Melissa Lovy Jewelry is sold at as well as at select retailers nationwide. Lovy lives with her husband, Andrew ’12E, an orthopedic surgeon, in Manhattan.

lawrence_clingmanIf you’ve ever passed a street fair in Manhattan and paused to look at a brilliant photography print, you may have been admiring the wares of Elementem, a photography print business run by Lawrence Clingman ’10YC and Assaf Duek. Elementem works with photographers from around the world to sell high-quality, affordable digital landscape prints.

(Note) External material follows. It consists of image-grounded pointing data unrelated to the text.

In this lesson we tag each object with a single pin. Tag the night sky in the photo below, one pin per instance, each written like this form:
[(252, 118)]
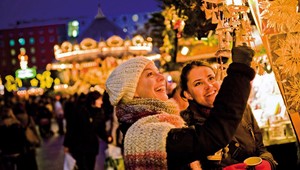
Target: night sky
[(34, 11)]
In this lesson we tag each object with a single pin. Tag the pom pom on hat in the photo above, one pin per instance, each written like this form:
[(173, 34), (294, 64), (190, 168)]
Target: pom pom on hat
[(122, 82)]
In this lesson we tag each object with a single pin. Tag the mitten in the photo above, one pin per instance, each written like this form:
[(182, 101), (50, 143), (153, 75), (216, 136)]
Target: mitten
[(265, 165), (242, 54), (238, 166)]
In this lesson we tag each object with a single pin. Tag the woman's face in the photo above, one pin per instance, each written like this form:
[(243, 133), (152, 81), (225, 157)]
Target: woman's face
[(151, 84), (202, 86)]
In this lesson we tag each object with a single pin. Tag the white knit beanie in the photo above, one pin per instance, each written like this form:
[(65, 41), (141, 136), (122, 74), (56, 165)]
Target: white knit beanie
[(122, 82)]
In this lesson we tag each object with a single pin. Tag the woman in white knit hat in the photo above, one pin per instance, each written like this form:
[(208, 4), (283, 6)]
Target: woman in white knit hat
[(155, 135)]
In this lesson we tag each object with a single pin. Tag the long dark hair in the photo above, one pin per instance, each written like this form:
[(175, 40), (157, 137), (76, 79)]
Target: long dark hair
[(186, 70)]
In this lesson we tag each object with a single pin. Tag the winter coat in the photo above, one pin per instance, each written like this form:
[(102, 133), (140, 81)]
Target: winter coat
[(187, 144), (246, 142)]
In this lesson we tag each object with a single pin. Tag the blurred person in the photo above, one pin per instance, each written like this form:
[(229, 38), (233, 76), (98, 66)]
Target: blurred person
[(155, 136), (32, 139), (201, 88), (86, 126), (13, 141), (43, 118), (59, 114)]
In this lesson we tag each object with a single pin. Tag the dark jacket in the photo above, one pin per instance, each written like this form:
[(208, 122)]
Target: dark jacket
[(198, 141), (246, 142)]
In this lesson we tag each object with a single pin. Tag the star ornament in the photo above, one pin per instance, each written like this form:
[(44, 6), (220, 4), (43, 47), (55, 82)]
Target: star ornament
[(293, 93), (281, 15)]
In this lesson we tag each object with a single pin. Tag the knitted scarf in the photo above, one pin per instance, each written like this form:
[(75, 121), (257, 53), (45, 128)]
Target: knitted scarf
[(145, 140)]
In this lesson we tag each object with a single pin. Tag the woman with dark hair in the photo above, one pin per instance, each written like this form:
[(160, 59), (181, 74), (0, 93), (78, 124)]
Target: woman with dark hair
[(155, 136), (201, 88)]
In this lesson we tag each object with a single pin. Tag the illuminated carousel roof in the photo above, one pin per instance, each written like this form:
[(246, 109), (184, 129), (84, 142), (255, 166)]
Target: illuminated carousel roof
[(90, 49)]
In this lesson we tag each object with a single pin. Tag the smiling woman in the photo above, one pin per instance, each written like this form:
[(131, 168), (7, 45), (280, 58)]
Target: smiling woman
[(148, 118)]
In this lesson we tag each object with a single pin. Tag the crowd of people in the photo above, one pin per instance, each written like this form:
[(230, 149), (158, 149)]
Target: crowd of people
[(206, 124)]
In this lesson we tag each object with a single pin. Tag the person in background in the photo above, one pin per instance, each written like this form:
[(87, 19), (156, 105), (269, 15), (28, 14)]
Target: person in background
[(59, 114), (13, 141), (85, 126), (155, 136), (176, 97), (201, 88), (29, 156)]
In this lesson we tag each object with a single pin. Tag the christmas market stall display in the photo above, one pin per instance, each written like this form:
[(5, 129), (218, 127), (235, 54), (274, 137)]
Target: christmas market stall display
[(87, 64), (279, 27)]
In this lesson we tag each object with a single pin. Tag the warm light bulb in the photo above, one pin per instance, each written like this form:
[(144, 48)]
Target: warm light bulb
[(234, 2)]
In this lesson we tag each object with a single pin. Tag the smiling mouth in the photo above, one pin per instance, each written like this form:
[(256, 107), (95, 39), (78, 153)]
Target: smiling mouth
[(160, 89), (210, 93)]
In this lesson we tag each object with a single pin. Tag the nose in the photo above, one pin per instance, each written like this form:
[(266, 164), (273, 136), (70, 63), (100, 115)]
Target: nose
[(208, 85), (160, 77)]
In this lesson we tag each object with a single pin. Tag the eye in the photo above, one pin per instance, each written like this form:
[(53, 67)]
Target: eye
[(149, 74), (211, 79), (198, 83)]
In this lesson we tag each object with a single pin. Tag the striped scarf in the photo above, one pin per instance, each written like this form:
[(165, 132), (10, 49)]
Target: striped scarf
[(145, 140)]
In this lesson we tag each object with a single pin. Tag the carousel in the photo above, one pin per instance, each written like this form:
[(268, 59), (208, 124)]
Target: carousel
[(85, 66)]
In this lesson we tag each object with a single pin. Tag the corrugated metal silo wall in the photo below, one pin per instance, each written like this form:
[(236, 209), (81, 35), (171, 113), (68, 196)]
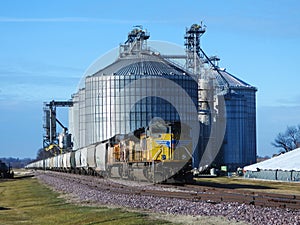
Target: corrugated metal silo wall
[(82, 119), (110, 108), (239, 147), (73, 121)]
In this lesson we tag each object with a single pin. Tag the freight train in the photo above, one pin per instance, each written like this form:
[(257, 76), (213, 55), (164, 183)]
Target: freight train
[(158, 153), (5, 171)]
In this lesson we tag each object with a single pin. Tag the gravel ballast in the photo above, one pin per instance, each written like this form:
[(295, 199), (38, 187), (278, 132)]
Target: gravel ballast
[(233, 211)]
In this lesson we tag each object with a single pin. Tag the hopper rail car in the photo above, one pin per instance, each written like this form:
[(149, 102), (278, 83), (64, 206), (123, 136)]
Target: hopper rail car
[(157, 153)]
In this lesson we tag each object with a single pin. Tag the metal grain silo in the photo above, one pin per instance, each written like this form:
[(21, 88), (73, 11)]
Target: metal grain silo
[(126, 95), (239, 145)]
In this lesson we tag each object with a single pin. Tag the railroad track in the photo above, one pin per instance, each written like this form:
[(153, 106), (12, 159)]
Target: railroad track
[(191, 192)]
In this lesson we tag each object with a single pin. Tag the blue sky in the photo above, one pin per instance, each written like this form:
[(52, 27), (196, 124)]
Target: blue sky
[(46, 46)]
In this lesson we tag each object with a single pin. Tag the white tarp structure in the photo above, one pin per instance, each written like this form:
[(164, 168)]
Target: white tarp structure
[(289, 161)]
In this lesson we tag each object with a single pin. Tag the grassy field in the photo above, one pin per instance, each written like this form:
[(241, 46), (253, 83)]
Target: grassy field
[(238, 183), (25, 201)]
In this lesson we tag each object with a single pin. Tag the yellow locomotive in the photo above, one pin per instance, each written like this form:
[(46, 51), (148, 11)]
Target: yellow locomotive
[(157, 153)]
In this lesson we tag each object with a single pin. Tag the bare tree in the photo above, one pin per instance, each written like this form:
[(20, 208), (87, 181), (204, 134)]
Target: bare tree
[(289, 140), (42, 154)]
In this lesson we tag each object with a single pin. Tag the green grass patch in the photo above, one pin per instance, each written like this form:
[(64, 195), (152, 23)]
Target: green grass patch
[(26, 201)]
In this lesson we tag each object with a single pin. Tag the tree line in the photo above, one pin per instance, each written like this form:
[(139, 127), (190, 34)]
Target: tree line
[(288, 140)]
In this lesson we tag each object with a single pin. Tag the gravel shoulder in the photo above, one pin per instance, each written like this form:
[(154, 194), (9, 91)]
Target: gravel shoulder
[(174, 210)]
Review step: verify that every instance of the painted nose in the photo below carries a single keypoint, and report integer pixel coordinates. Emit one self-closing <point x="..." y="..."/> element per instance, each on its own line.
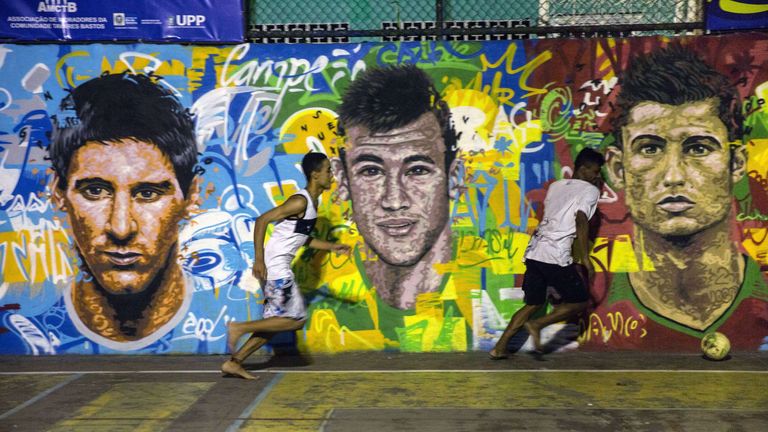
<point x="395" y="196"/>
<point x="121" y="224"/>
<point x="674" y="171"/>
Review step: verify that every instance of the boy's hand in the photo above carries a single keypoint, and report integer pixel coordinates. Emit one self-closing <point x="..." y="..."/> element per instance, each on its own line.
<point x="340" y="248"/>
<point x="260" y="270"/>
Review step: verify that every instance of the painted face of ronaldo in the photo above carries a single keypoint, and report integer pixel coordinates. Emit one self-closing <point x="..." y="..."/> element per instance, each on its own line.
<point x="676" y="167"/>
<point x="398" y="185"/>
<point x="124" y="204"/>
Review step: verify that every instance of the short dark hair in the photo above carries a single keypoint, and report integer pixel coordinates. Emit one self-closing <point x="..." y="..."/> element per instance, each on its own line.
<point x="312" y="162"/>
<point x="588" y="156"/>
<point x="386" y="98"/>
<point x="119" y="106"/>
<point x="673" y="76"/>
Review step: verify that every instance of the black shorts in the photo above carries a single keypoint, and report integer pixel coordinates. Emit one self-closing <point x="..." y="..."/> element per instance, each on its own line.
<point x="565" y="280"/>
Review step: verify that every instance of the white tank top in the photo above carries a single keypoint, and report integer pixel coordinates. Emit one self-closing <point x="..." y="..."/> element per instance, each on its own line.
<point x="287" y="237"/>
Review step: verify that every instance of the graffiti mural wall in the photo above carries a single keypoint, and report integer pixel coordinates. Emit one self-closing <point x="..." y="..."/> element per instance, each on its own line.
<point x="131" y="177"/>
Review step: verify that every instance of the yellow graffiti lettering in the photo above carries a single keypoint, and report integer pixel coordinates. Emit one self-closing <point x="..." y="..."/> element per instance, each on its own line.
<point x="620" y="326"/>
<point x="68" y="70"/>
<point x="508" y="58"/>
<point x="36" y="256"/>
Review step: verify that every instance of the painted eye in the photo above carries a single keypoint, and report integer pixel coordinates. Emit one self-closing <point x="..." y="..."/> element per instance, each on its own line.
<point x="699" y="149"/>
<point x="418" y="171"/>
<point x="94" y="192"/>
<point x="370" y="171"/>
<point x="650" y="149"/>
<point x="147" y="195"/>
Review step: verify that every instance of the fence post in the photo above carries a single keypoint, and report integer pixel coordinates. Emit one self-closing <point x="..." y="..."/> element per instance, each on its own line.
<point x="439" y="19"/>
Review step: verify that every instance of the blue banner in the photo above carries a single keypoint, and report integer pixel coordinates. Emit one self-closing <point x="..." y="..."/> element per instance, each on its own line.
<point x="737" y="14"/>
<point x="95" y="20"/>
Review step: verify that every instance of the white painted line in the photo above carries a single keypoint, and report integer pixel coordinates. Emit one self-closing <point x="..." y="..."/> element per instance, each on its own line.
<point x="388" y="371"/>
<point x="235" y="426"/>
<point x="39" y="396"/>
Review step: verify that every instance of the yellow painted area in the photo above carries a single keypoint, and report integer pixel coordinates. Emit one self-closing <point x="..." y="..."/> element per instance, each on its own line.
<point x="742" y="8"/>
<point x="623" y="259"/>
<point x="326" y="335"/>
<point x="756" y="249"/>
<point x="619" y="255"/>
<point x="144" y="406"/>
<point x="310" y="129"/>
<point x="761" y="92"/>
<point x="757" y="159"/>
<point x="35" y="256"/>
<point x="302" y="401"/>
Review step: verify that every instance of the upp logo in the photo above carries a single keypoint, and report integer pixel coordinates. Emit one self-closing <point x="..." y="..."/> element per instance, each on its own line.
<point x="57" y="6"/>
<point x="190" y="20"/>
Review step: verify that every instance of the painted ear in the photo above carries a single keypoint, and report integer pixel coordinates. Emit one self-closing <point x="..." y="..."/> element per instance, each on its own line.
<point x="193" y="197"/>
<point x="340" y="175"/>
<point x="738" y="162"/>
<point x="57" y="195"/>
<point x="615" y="166"/>
<point x="455" y="179"/>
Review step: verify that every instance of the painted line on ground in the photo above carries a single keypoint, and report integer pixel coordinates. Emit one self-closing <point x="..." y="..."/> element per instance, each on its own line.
<point x="324" y="424"/>
<point x="40" y="395"/>
<point x="244" y="416"/>
<point x="380" y="371"/>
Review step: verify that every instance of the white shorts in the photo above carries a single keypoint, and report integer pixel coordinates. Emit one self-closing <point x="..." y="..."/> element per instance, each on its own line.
<point x="282" y="298"/>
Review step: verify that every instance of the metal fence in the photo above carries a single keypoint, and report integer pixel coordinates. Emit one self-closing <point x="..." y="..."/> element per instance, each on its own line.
<point x="376" y="20"/>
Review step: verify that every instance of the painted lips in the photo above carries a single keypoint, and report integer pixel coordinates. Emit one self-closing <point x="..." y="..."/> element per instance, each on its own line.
<point x="396" y="227"/>
<point x="122" y="258"/>
<point x="675" y="204"/>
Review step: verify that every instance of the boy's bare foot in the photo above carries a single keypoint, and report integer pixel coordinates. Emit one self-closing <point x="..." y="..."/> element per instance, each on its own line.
<point x="232" y="336"/>
<point x="533" y="330"/>
<point x="497" y="355"/>
<point x="231" y="367"/>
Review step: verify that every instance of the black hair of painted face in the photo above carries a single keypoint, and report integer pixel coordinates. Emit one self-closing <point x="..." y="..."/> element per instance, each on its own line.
<point x="312" y="162"/>
<point x="674" y="76"/>
<point x="588" y="156"/>
<point x="386" y="98"/>
<point x="120" y="106"/>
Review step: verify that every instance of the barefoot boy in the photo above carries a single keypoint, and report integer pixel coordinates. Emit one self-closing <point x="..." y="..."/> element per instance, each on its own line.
<point x="284" y="308"/>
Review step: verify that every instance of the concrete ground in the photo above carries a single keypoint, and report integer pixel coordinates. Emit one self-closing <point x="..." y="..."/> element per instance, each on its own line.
<point x="387" y="392"/>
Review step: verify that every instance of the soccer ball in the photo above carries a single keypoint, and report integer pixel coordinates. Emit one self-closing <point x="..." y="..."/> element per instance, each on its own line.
<point x="715" y="345"/>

Clingman, who was born in South Africa and moved to Scarsdale, NY, as a child, began studying at Sy Syms School of Business before switching to Yeshiva College, where his religious observance was able to thrive. “YU was really able to foster my religious connection and gave me a great background in different secular subjects, which was great because I really wasn't sure what I wanted to do,” he said.

After graduation, Clingman dabbled in different pursuits, including music, education and environmental science. One highlight was interning at the Se-phardic Music Festival, an annual large-scale arts and music celebration. “I utilized a lot of the skills I learned while running the YU Arts Festival as a junior and senior,” said Clingman. “That was the first time I worked to coordinate a festival dealing with deadlines and running a team, and those skills definitely came in handy when I was an intern.”

Following that internship, Clingman completed an environmental educational fellowship at the Brandeis-Bardin Institute in Simi Valley, CA. “I loved working the land there… but I really had no idea what to do next,” he said. His father told him of an opportunity with a technology company based in New York and Clingman decided to go for it, despite his wariness with business. He was surprised to find that the job required him to flex his creative muscles in terms of designing Web pages and coming up with marketing campaigns.

After his workdays, Clingman would take long walks through the SoHo neighborhood where he lived and came across a street art market. A purchase from Duek, an Israeli vendor, led to a friendship between the two, and they soon decided to go into business together. In March 2010, Elementem was officially launched. The company regularly sells its prints at street fairs and holiday markets in New York City and Boston, though the best source year-round is through its website,

A large percentage of Elementem’s customers are people renting or buying their first apartment who are looking for modern décor that is also affordable. After building the business through traditional retail channels, Clingman and Duek had a great push when they partnered with the online daily deal site Groupon.

“I always resisted the idea of entering business, because to me, it seemed like ‘selling out,’ ” Clingman said. “I later realized, however, that business could be anything I wanted it to be, and it turned into a source of genuine creativity and excitement. Accounting and finance by themselves don’t really excite me, but they do when I apply them to my art business.”

Clingman, who currently lives in Washington Heights, often speaks to Michael Strauss, associate dean and a clinical professor of management at Sy Syms, for entrepreneurial mentorship.

“I’ve advised Lawrence many times about aspects of business such as pricing distribution, marketing and more, and have always found him to be an extremely focused and committed individual who persevered and did not allow any setbacks to deter him from reaching his business goals,” said Strauss. “I encourage more students and alumni to approach me and other Sy Syms faculty members, for guidance on any issues that may arise. Every business owner, whether just starting out or with years of experience, can always use a sounding board.”

Sharing some important advice of his own with current students and alumni, Clingman said, “A lot of what you want to do with your business can initially be done without a lot of money. Start your idea with the most basic version, and if it works, spend more money on refining it and taking it to the next level. Elementem started with a very basic website we built ourselves. That kind of mentality allowed us to be profitable from an early stage and then continue to grow.”